At baseline, the simulation included 100 000 participants aged 50 years (51 000 [51%] women, mirroring the 1919-1921 US birth cohort of non-Latino White individuals at age 50 years); distributions of the selection characteristic were standard normal (mean [SD], 0.0 [1.0]). Observed sex/gender differences in dementia incidence in individuals aged 85 years or older ranged from insignificant (IRR, 1.00; 95% CI, 0.91-1.11) to consistent with sex/gender differences (20% higher risk for women [IRR, 1.20; 95% CI, 1.08-1.32]) reported in an extant study. Simulations in which bias was large enough to explain prior findings required moderate to large differential effects of selective survival (eg, hazard ratio for selection characteristic on mortality at least 2.0 among men, no effect among women).

Conclusions and Relevance

These results suggest that selective survival may contribute to observed sex/gender differences in dementia incidence but do not preclude potential contributions of sex/gender-specific mechanisms. Further research on plausibility of selection characteristics with outcomes of the magnitude required for selective survival to explain sex/gender differences in dementia incidence and sex/gender-specific mechanisms represent an opportunity to understand prevention and treatment of dementia.

Introduction

Most people living with dementia are women.¹ Excess dementia burden among women compared with men could be explained by women’s longer life expectancy, higher age-specific dementia incidence rates among women, or selective survival bias.² Some studies report higher age-specific dementia incidence in women compared with men at older ages (ie, ages ≥85 years),^{3,4,5,6,7,8,9} while other studies have not reported differences.^10,11,12 Mechanisms triggered by either biological sex or social consequences of gender could contribute to the difference.^10,13,14,15 Selective survival bias can occur if men (or women) with specific characteristics disproportionately survive to old age and those same characteristics are associated with dementia risk.^16,17,18,19 Subsequently, measures of association among survivors may not represent causal effects and can be exaggerated, attenuated, or reversed compared with the truth.¹⁶ The magnitude of bias is driven by the strength of association between exposure of interest and mortality, strength of association between dementia and mortality, and cumulative mortality.^20,21

If true effects of sex/gender on dementia incidence exist—differences not attributable to selective survival bias—identifying mechanisms for this inequality may inform development of effective strategies to prevent or treat dementia in both men and women.^22,23 This has motivated research focused on sex/gender differences in dementia incidence, pathological processes associated with dementia,^24,25,26 and resilience to dementia-related pathological processes^27,28; but there are no formal evaluations of the role of selective survival bias.^10,11,14

Simulation studies are useful for quantifying potential magnitudes of selective survival bias.^18,19 Motivated by prior evidence documenting elevated dementia incidence among older women compared with men,^3,4,5,6,7 we developed a decision analytical model to simulate and quantify the extent to which selective survival may contribute to estimates of sex/gender differences in dementia incidence.

Methods

This decision analytical model included simulations that did not include individual-level data; thus, institutional review board review was not required per institutional policy at the University of California, Los Angeles.
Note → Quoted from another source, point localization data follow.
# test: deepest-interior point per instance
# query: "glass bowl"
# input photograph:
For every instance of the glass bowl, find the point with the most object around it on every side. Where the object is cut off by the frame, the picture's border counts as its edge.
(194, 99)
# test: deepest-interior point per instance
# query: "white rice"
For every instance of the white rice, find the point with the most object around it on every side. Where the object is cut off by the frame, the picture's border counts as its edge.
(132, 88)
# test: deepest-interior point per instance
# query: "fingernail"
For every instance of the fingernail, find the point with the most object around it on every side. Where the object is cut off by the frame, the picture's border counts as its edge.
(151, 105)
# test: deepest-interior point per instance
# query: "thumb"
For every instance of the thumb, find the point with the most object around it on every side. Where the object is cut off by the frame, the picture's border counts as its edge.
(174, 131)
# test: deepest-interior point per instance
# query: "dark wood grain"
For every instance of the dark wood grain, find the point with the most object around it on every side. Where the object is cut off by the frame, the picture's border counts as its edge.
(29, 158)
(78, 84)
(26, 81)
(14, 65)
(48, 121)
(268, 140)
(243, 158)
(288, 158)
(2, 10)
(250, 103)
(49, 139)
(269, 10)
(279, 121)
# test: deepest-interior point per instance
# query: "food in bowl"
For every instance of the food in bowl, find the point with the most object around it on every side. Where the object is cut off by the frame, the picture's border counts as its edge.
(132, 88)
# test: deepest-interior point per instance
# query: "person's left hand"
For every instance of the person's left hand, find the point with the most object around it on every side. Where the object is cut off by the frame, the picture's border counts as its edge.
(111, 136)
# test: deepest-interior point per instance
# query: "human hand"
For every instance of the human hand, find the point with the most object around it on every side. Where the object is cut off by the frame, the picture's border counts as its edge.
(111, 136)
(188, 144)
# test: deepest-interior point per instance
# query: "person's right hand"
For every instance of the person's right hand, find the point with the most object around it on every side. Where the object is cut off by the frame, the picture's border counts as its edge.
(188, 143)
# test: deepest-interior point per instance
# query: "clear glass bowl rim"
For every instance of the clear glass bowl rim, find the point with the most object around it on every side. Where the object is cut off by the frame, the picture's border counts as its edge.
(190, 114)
Reporting of this study follows the relevant noncost aspects of the Consolidated Health Economic Evaluation Reporting Standards (CHEERS) reporting guideline for decision analytical model studies.

Simulated Cohort Study

We simulated a cohort of 100 000 participants aged 50 years without dementia at baseline (51 000 [51%] women, mirroring the 1919-1921 US birth cohort of non-Latino White individuals at age 50 years²⁹). The simulated cohort was followed for incident dementia through age 95 years (45-year follow-up). We chose a sample size of 100 000 to balance computational feasibility while maximizing the number of survivors at the oldest ages. We considered several causal scenarios reflecting selective survival that might explain sex/gender differences in dementia incidence, with input parameters guided by real-world data. We use the term sex/gender to recognize that either biological or social mechanisms may contribute to observed excess dementia among women; this distinction would not affect findings from simulations.

Causal Scenarios

We investigated 3 causal scenarios (Figure 1). Arrows represent causal relationships specified for each simulation scenario. Associations induced by the causal structures (not specified in the data-generating process directly), are not marked in the diagrams. In all scenarios, the level of cognitive function at age 50 years and rate of cognitive change after age 50 years influenced dementia incidence. The double-headed arrow between cognitive function at age 50 years and rate of cognitive change indicates that these variables were simulated as correlated, reflecting a potential common cause or causal path in either direction. To quantify the extent to which selective survival may explain higher dementia incidence in women vs men at older ages, we generated data under the sharp null hypothesis of no sex/gender effect on dementia incidence for individuals in the population. Thus, in our simulations, observed sex/gender differences in dementia incidence reflect selective survival bias.

To represent the selective survival process, we included a variable U (normally distributed with mean [SD], 0.0 [1.0]), that represented the set of characteristics (eg, childhood social disadvantage or Alzheimer genetic risk), that influenced cognitive function at age 50 years and, in causal scenarios with possible selective survival bias, survival. Larger U values were harmful to survival and cognitive function. We specified a causal structure such that at age 50 years, U was unrelated to sex/gender. Because life expectancy is longer for women than men,²⁹ we expected that as the cohort aged, individuals with values of U protective against dementia (smaller values) would be overrepresented among surviving men. As a result, we expected lower dementia incidence among surviving men compared with surviving women at older ages.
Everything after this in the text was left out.